Wylie Melville - Coyote to his friends - is a Florida-based therapist, but one of the friends to whom he is Coyote happens to be a police sergeant, and Coyote's particular brand of therapy turns on his ability to get inside people's heads. "I can look at a person, at his expressions, his gestures, his clothing, his home, and his possessions, and tell you what he thinks, if not always what he's thinking.
"Carlos liked to call me an intuitionist. Bay said I'm cryptaesthetic. Dr Cabrera at UM's Cognitive Thinking Lab told me I have robust mirror neurons. I just look, I stare, I gaze and I pay attention to what I see. I'm able to find essence in particulars."
This seems a useful gift. We encounter it on the same very early page where we encounter five dead bodies, a set of particulars whose essence Carlos - Coyote's sergeant friend - would very much like him to locate. It looks as though this is going to be a forensics mystery, with Coyote in a cryptaesthetic Sherlock Holmes role.

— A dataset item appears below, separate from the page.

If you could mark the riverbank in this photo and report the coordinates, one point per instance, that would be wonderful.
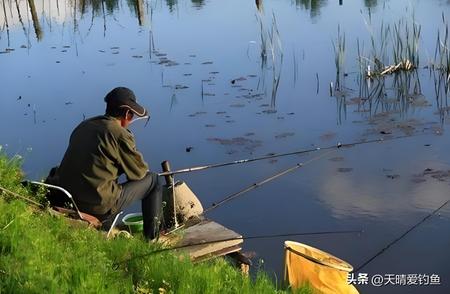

Not so fast. We have yet to meet Coyote's toxic sister, or hear about his brilliant wastrel twin brother, murdered many years ago. His dying father, dead love life, and his many twisted if curiously insightful therapy patients are not yet on the scene. Before the book has gone much further it has begun to feel very much like an inheritor of the noir tradition: world-weary detective, corruption everywhere, twists, turns, betrayal, a bittersweet ending the best to be hoped for. I know this kind of fiction by its flavour, but I'm not well placed to judge it.